Generating structured LLM outputs.
It turns out that when building products, we can use LLMs for a lot more than just a chat with AI
feature. (Of course, that requires a little bit of creativity which is not always easy to come by.)
A common approach is to use LLMs to generate structured outputs for users. This is useful for things like extracting information from text, auto-completing user inputs, providing suggestions based on past behavior, and a lot more. (Again, creativity is key here.)
What makes this difficult is that LLMs are good at generating text, but not often good at following specific instructions. So, no matter how much you yell at your LLM DO NOT EXPLAIN YOURSELF
, or IF YOU DON'T RETURN JSON JOHN WILL DIE
, they’ll still do whatever they want.
Thankfully, there are a few tools that help us with this.
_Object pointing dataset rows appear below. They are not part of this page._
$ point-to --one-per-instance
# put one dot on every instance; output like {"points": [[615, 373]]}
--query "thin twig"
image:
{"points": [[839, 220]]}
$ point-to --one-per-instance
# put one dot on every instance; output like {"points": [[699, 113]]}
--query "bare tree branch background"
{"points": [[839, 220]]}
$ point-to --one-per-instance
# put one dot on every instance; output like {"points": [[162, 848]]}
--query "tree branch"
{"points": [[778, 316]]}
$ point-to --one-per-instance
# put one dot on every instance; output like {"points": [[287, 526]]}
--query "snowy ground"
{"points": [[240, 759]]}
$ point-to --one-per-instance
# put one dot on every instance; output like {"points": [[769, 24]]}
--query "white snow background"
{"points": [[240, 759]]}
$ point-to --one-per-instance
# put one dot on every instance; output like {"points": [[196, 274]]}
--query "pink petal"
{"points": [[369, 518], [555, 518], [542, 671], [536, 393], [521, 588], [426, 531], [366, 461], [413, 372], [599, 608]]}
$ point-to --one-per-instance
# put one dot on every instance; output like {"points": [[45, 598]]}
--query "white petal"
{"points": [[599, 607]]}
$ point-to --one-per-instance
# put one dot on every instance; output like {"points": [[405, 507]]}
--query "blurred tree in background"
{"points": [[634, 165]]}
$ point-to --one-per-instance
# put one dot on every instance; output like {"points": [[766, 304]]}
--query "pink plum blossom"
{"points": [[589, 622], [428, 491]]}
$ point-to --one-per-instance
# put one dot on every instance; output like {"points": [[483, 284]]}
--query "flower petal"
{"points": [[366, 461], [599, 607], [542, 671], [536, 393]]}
One of them is Instructor, and it makes it easy to generate structured outputs using LLMs.
Getting Started with Instructor
First, we need to install Instructor (duh), Zod, and OpenAI’s SDK.
npm i @instructor-ai/instructor zod openai
Once we have these installed, we can start with initializing our OpenAI client and Instructor.
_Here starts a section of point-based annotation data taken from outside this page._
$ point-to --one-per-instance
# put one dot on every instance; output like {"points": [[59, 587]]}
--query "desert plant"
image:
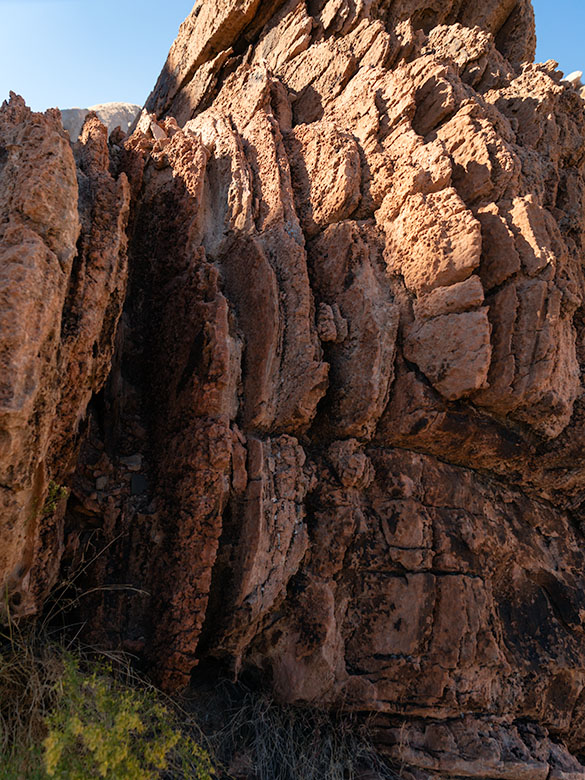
{"points": [[256, 737], [99, 727], [72, 716]]}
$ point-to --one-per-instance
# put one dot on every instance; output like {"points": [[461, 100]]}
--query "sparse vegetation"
{"points": [[66, 716], [256, 737], [56, 493]]}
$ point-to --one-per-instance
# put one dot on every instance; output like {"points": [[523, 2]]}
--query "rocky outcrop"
{"points": [[340, 446], [112, 115], [63, 278]]}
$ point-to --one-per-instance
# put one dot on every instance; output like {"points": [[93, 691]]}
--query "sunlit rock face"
{"points": [[112, 115], [341, 443]]}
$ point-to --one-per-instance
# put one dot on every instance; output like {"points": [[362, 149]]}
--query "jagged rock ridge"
{"points": [[341, 439]]}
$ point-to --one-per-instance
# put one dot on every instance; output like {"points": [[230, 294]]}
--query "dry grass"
{"points": [[259, 739]]}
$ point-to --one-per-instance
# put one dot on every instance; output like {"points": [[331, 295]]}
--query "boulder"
{"points": [[340, 445], [113, 115]]}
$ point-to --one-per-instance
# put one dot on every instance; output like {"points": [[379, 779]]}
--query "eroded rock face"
{"points": [[341, 441], [63, 277], [112, 115]]}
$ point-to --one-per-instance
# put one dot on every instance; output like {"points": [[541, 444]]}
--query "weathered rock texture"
{"points": [[62, 285], [113, 115], [341, 443]]}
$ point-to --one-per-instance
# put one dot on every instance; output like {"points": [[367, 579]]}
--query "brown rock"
{"points": [[349, 361]]}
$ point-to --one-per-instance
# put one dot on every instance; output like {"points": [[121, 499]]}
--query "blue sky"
{"points": [[80, 52]]}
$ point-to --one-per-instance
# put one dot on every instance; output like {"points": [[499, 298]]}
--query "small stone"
{"points": [[574, 78], [132, 462], [139, 484]]}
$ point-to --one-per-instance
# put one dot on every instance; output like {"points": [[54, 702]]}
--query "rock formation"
{"points": [[341, 442], [112, 115]]}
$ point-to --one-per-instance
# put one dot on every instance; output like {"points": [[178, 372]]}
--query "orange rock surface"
{"points": [[340, 446]]}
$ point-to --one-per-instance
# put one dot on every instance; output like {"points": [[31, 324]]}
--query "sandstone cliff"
{"points": [[341, 440]]}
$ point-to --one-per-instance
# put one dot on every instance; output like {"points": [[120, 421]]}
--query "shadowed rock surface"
{"points": [[341, 442]]}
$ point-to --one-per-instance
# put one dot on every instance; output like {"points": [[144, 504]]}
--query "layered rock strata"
{"points": [[340, 447]]}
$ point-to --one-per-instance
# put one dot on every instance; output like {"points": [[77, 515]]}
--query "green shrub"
{"points": [[101, 728], [68, 716]]}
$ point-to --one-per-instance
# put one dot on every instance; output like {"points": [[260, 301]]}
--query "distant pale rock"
{"points": [[111, 114], [574, 79]]}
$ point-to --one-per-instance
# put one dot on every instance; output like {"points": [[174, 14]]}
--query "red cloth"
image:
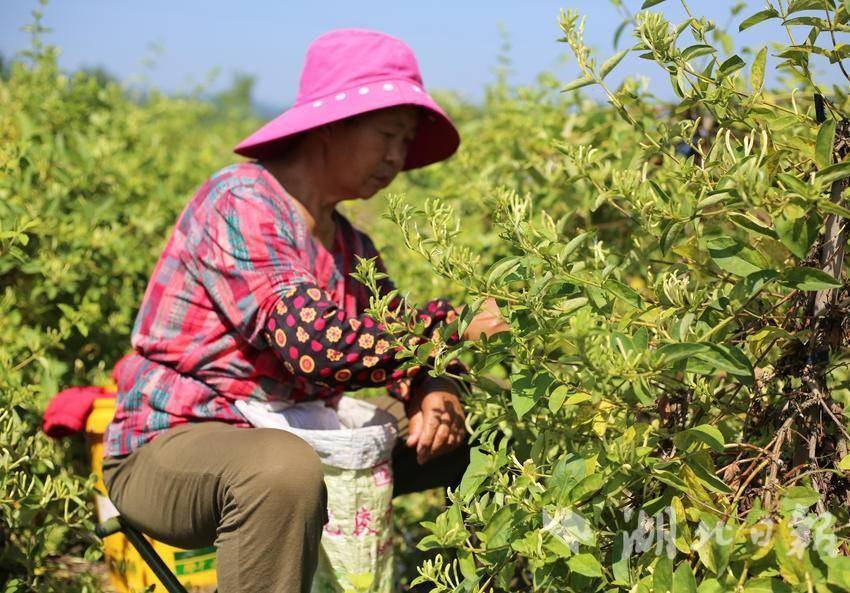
{"points": [[67, 412]]}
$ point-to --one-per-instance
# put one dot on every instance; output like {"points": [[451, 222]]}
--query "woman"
{"points": [[252, 298]]}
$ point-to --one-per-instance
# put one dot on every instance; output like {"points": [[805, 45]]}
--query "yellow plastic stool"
{"points": [[129, 573]]}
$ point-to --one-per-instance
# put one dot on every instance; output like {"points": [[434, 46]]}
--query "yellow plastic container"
{"points": [[128, 572]]}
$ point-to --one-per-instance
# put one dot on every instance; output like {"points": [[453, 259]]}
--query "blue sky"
{"points": [[176, 45]]}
import OpenAI from 'openai';
import Instructor from '@instructor-ai/instructor';
const client = Instructor({
client: new OpenAI({ apiKey: 'YOUR_API_KEY' }),
mode: 'FUNCTIONS'
});
With the client initialized, we can then start generating structured outputs.
Defining the Schema
A nice thing about Instructor is that it works with Zod
schemas instead of inventing yet another schema language. This makes it easy to reuse existing schemas and share them across all different parts of your application that also use Zod.
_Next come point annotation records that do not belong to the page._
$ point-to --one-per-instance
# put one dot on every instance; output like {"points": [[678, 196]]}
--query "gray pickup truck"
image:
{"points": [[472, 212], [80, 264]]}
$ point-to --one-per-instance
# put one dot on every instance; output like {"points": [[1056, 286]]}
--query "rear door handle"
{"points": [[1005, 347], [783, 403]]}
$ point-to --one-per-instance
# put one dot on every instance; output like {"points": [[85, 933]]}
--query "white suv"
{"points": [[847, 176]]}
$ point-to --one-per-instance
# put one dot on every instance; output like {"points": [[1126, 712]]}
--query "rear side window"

Let’s say we have a schema for a User
and want to extract their name and job title from a piece of text.
import { z } from 'zod';
const UserSchema = z.object({
name: z.string().describe('The name of the user'),
job: z.string().describe('The job of the user')
});
Here, we describe each field so that Instructor can use it to generate better outputs.
Generating Structured Outputs
Once we have the schema defined, we can use the client to generate structured outputs.
const user = await client.chat.completions.create({
messages: [
{
role: 'user',
content: 'My name is John Doe and I am a software engineer.'
}
],
model: 'gpt-4-turbo-preview',
response_model: {
schema: UserSchema,
name: 'User'
}
});
Here, we pass the schema to the response_model
field, and Instructor will use it to generate structured outputs.
Once we run this code, we’ll get a structured output that matches the schema.
{
"name": "John Doe",
"job": "software engineer"
}
Let’s try a different input:
const user = await client.chat.completions.create({
messages: [
{
role: 'user',
content: 'My name is John Doe and I am a software engineer.'
content: 'Hey, this is Ellie, and I work as a UX Designer.'
}
],
model: 'gpt-4-turbo-preview',
response_model: {
schema: UserSchema,
name: 'User'
}
});
And we’ll get a different output:
{
"name": "Ellie",
"job": "UX Designer"
}
Of course, this is a very simple example, but we can go much further and do more complex things with Instructor.
For example, say we are building a car review website and want to extract some information from a long review. We can define a schema for a Car
and extract things like pros, cons, overall sentiment, and more.
const CarSchema = z.object({
car: z.string().describe('Name of the car'),
sentiment: z
.enum(['positive', 'negative'])
.describe('Sentiment of the review'),
pros: z.array(z.string()).describe('Up to 5 pros of the car'),
cons: z.array(z.string()).describe('Up to 5 cons of the car')
});
Then, we can run the same code as before, but instead feed it the entire car review, or even multiple reviews, and get structured outputs.
const car = await client.chat.completions.create({
messages: [
{
role: 'user',
content: 'The 2024 Tesla Cybertruck...'
}
],
model: 'gpt-4-turbo-preview',
response_model: {
schema: CarSchema,
name: 'Car'
}
});
And we’ll get a structured output like this:
{
"car": "2024 Tesla Cybertruck",
"sentiment": "positive",
"pros": [
"Sleek design",
"Impressive performance",
"Good range and charging times"
],
"cons": [
"Dual Motor and Beast models are pricey",
"Limited interior space",
"No Apple CarPlay and Android Auto"
]
}
And that’s it! Of course, this is just the tip of the iceberg, and there’s a lot more you can do with Instructor. But this should give you a good starting point to generate structured outputs using LLMs.